Deinstallation reflection and focus on the future

This week, I took down my show at the Kreeger Museum in Washington, D.C. For me, it was a great success considering a monograph, a great opening reception with my daughter there, the support of the Stihl chainsaw company, and the MSNBC "Morning Joe" team. Last but not least, there was a good reaction in the press; yes, there is also something sad about taking down a show, unless of course it goes to a new venue, which unfortunately is not the case this time.

Taking down the exhibit was much work. Removing "Ukraine Trunk" from the lower level of the museum took 8 men alone and a few hours at that. Ben Gage, a professional in all sense of the word, and his team of Fine Art Specialists were brilliant in their care for, hoisting, and maneuvering of the work. The removal of the other pieces was relatively simpler, but still no easy undertaking as my work is not light in weight or small in size.

Ben Gage and his team gently hoist Ukraine Trunk up the Kreeger Museum stairwell corridor.

Lament  has yet to be removed from the sculpture garden of the museum. The bitterly cold and icy weather simply did not make conditions right to remove my largest and most significant installation. At least I am given some solace because the work is given new majesty when blanketed with snow.

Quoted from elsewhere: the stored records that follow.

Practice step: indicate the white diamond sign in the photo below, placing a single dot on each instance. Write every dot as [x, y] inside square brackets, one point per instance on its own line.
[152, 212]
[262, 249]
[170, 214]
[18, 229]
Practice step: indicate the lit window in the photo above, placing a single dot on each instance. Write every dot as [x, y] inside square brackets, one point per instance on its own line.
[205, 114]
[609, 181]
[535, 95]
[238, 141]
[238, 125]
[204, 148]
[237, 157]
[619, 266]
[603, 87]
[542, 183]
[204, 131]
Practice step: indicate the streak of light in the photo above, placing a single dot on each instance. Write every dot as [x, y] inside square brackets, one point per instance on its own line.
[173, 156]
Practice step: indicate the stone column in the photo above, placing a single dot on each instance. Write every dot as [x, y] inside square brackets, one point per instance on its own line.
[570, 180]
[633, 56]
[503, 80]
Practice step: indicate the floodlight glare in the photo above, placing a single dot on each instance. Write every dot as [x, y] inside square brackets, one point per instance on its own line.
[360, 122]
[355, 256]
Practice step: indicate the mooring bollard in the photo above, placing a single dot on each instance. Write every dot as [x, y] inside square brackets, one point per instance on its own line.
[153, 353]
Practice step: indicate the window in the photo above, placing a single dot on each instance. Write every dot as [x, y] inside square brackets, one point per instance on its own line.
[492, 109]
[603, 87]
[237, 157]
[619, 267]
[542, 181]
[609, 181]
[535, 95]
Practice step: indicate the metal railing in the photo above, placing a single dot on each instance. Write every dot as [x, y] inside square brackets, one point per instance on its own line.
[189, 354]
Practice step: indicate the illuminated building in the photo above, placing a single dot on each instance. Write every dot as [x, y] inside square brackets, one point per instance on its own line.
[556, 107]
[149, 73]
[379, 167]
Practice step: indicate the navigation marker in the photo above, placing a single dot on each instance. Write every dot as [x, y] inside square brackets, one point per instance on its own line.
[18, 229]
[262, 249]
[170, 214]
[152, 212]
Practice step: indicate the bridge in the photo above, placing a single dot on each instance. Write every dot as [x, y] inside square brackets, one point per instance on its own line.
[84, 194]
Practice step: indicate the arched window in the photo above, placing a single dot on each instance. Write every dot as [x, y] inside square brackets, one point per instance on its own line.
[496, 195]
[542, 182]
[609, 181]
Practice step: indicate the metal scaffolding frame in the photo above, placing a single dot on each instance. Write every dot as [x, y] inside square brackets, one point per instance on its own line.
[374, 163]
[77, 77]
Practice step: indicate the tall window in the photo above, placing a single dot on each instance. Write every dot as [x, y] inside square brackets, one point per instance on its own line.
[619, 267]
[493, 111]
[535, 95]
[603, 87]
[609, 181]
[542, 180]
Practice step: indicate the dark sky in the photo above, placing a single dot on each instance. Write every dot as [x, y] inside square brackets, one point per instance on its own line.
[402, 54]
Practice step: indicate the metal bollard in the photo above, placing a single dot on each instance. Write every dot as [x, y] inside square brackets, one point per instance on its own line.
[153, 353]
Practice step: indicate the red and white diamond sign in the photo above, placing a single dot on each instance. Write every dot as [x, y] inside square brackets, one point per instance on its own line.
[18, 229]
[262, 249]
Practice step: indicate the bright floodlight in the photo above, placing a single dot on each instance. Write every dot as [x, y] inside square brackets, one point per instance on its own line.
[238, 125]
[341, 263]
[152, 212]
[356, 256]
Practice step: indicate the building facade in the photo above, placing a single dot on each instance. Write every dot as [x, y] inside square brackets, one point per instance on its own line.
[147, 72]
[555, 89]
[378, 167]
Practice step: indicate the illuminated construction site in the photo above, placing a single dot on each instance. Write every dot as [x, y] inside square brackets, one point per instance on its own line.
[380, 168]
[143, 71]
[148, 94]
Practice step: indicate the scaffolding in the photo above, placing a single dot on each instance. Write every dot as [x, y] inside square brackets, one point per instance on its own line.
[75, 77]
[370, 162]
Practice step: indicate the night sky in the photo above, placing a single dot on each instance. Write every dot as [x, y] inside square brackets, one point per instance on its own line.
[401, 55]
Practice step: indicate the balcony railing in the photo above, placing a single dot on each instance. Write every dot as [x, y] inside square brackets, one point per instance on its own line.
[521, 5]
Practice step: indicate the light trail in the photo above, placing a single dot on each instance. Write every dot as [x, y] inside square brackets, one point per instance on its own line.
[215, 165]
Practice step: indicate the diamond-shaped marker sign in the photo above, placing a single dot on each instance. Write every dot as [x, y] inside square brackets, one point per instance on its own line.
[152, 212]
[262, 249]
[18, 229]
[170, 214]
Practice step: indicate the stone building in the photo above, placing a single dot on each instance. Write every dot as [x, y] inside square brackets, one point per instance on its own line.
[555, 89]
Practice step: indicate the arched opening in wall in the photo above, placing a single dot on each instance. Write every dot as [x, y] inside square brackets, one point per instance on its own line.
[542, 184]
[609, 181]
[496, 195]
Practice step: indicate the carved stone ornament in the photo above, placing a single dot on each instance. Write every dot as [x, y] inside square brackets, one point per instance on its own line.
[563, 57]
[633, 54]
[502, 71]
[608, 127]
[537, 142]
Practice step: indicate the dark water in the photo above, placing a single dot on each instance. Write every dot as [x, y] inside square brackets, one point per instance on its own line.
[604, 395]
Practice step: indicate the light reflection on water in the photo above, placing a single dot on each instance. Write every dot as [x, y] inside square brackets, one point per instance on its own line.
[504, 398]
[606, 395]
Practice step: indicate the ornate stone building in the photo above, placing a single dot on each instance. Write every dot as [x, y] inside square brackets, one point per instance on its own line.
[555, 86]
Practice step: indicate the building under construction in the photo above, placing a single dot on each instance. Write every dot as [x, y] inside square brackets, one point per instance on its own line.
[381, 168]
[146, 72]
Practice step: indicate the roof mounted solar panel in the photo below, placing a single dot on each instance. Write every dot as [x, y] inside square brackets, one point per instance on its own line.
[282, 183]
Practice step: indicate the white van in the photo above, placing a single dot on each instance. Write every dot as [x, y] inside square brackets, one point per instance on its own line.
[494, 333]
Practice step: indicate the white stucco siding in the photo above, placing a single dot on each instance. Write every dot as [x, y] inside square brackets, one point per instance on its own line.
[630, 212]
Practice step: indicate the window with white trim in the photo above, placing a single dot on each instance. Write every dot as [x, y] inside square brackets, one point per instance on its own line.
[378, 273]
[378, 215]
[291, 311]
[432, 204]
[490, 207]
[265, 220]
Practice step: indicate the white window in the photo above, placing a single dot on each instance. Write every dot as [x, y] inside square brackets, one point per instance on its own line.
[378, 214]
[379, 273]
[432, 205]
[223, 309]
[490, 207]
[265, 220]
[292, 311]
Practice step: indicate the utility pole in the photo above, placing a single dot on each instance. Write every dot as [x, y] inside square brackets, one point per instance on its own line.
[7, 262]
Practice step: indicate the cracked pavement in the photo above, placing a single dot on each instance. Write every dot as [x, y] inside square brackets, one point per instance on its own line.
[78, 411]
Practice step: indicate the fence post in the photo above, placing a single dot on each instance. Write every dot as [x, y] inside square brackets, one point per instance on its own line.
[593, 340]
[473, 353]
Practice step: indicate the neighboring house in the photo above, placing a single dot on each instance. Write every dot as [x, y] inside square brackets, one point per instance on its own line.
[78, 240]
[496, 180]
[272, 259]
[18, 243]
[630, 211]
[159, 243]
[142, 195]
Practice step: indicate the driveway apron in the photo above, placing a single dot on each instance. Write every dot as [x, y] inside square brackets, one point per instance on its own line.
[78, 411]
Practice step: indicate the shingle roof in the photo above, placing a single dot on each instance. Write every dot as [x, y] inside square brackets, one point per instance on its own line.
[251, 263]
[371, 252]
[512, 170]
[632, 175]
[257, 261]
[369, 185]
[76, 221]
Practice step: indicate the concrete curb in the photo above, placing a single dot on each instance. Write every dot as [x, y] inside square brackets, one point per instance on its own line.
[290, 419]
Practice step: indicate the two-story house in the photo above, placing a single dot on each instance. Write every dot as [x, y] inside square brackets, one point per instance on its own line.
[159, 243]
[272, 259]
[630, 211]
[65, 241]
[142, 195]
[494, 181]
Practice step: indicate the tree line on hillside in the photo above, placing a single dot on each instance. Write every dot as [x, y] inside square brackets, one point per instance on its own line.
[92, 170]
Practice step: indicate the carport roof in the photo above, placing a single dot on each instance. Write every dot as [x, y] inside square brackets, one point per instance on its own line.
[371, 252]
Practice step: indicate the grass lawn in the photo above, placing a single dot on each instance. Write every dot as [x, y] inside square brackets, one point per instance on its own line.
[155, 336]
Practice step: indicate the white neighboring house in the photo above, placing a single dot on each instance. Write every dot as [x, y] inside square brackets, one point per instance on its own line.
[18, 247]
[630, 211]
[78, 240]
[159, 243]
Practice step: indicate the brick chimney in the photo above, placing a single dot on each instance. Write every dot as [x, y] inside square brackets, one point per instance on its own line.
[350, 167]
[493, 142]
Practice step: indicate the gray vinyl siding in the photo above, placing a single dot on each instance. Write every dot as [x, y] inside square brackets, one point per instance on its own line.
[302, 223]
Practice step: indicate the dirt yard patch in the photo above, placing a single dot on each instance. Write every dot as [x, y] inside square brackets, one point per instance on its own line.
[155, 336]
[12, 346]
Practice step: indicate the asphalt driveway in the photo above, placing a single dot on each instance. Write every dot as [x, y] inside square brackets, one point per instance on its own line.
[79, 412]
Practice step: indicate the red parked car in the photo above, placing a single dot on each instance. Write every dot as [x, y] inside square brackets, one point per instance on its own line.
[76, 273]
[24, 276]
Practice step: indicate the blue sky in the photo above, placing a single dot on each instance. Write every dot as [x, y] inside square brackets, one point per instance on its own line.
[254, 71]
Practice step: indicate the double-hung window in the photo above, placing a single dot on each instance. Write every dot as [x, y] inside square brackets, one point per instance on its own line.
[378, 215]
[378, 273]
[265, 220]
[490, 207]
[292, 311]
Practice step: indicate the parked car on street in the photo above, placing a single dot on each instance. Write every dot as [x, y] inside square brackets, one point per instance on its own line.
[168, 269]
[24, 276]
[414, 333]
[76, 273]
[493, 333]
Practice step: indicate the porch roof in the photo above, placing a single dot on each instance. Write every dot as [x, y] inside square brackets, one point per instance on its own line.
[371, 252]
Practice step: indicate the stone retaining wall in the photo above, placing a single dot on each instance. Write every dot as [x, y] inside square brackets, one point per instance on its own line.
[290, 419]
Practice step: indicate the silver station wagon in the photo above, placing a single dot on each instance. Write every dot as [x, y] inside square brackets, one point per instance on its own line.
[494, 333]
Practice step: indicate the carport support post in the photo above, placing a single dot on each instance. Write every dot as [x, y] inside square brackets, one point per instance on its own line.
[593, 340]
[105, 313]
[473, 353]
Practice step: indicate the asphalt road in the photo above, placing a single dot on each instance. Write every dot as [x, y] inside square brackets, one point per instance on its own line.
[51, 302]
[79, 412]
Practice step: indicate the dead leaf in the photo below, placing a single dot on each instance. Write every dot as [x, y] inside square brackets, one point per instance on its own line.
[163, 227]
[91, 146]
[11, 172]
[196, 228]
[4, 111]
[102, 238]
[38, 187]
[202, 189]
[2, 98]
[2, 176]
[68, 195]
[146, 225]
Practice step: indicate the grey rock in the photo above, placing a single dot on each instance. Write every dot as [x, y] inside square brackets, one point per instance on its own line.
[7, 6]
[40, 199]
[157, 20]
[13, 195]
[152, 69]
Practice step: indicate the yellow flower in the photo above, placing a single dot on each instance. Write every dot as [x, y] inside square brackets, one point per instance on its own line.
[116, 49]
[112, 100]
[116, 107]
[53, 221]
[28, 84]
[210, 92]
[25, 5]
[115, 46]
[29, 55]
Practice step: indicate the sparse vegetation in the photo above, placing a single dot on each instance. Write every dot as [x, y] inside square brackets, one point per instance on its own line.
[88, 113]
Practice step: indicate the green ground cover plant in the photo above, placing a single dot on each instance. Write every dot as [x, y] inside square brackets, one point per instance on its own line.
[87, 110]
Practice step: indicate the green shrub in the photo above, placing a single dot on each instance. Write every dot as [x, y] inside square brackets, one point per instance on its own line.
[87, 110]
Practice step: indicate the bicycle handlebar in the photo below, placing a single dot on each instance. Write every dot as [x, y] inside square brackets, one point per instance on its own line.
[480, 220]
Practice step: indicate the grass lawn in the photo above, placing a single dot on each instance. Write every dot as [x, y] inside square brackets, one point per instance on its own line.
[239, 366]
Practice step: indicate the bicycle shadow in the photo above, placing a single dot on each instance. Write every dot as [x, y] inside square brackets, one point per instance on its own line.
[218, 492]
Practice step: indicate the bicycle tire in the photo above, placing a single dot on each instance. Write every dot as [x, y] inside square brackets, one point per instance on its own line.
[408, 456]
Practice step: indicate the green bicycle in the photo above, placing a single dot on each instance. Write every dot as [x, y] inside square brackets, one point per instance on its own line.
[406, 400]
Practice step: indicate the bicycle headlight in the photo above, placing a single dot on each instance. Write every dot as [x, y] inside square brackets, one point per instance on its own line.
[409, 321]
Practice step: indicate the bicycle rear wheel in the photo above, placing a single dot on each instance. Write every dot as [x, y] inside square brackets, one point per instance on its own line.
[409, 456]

Lament grieves in the winter scene on the grounds of the Kreeger Museum.

What did the show mean to me? First of all, along with the book The Lure of the Forest, it meant a thorough review of my work to date. Quite often, an artist is so involved in day to day progress that he does not take in the trajectory of the total work, which was true in my case. There are a lot of details that need to be recognized and fit in, such as, how is it possible for me to all of a sudden include photographic material into my work.

Iconic Shape before the Ukrainian Maidan protests occurred and I saw Bulent Kilic's inspiring photograph in the New York Times.

This week has been a time for review, but also a time for me to look ahead at my ongoing projects. Currently, I am looking forward to three in particular which are at different stages in their development.

China Gate, which I began a few years ago is inspired by the bulging muscled wood which reminded me of the new strength of China. I have in mind an arch, but right now only possess the crossbeam. I am hoping to find more of the same type of wood to do the two uprights and complete the archway. This will be a challenge.

Standing with the "armed" tree.

The second project involves a tree I have yet to name. It begs to be made into an expression similar to that of my Iconic Shape, before it naturally evolved into Ukraine Trunk. I found this tree in October 2014 while driving through rural Virginia near the small town of Marshall. As I was incredibly busy with the show at the Kreeger at the time, it has been placed on the "back burner". I had to get my forester, Kevin Smith, to check out what kind of oak it is, red, white, or black. Black oak sometimes needs to be avoided because of its stubborn resilience. I have yet to decide whether I will use this wood for a new sculpture.

The Prevailing Wind is a project that has been waiting to be finished for at least one year. Finally, this spring I will be able to go at it because I have the time. For it, I wish to use the chainsaw in a similar manner as I did with Lament, in an expressive emotive manner.